What kind of negotiation ends without compromise? One that is designed to end in your opponents’ total surrender — and the Republicans were understandably reluctant to engage in such a loaded conversation. While conservatives spoke pointlessly on the TV news networks about how they were willing to talk but could not find anyone to talk to, President Barack Obama hit the campaign trail and accused them of wrecking the economy before crowds of cheering, adoring, unthinking fans. If Obama is unpopular with the Right in Washington DC, then it is partly a personal thing. He is not a very nice man to those he disagrees with, nor is he above denigrating them in public. His style of politics has contributed to the partisanship just as surely as Senator Cruz and his argument boots. In other words, the crisis of the past two weeks was not caused by one party but by a dysfunctional politics.

The US constitution was designed in the 18th century to create a divided government, in the hope that this would limit the powers of the state and protect local governments and individual freedom. Occupying that constitutional framework in the 21st century are two parties defined by an ideological war over what it means to be American. The Democrats have moved Leftwards since 2000, to the point that they have produced a health care reform that is almost European in its social democratic ambition.

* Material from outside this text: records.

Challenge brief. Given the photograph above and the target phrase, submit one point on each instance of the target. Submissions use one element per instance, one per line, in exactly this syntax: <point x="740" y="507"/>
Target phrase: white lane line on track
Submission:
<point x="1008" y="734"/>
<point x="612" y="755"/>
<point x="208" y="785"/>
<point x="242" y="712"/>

The Republicans, meanwhile, have settled on the anti-government Right and stubbornly refused to move from what they regard as a position of patriotic principle. Given that their stand is against a skyrocketing debt (up about $6 trillion since Obama took office), some of us look upon their struggle with considerable sympathy. Alas, the American people have not yet decided which philosophy they prefer, which is why they have elected a Democrat president but a Republican House. There will be another round of congressional elections next year, but until the country decides definitively what it wants — until either a Left-wing or a Right-wing majority emerges in the electorate — we can expect this gridlock to continue. Indeed, all that America really agreed on Wednesday was a package to reopen the government, a package that ends in January. This means that the next shutdown showdown is just 90 days away and counting. We shall return to this subject in three months’ time.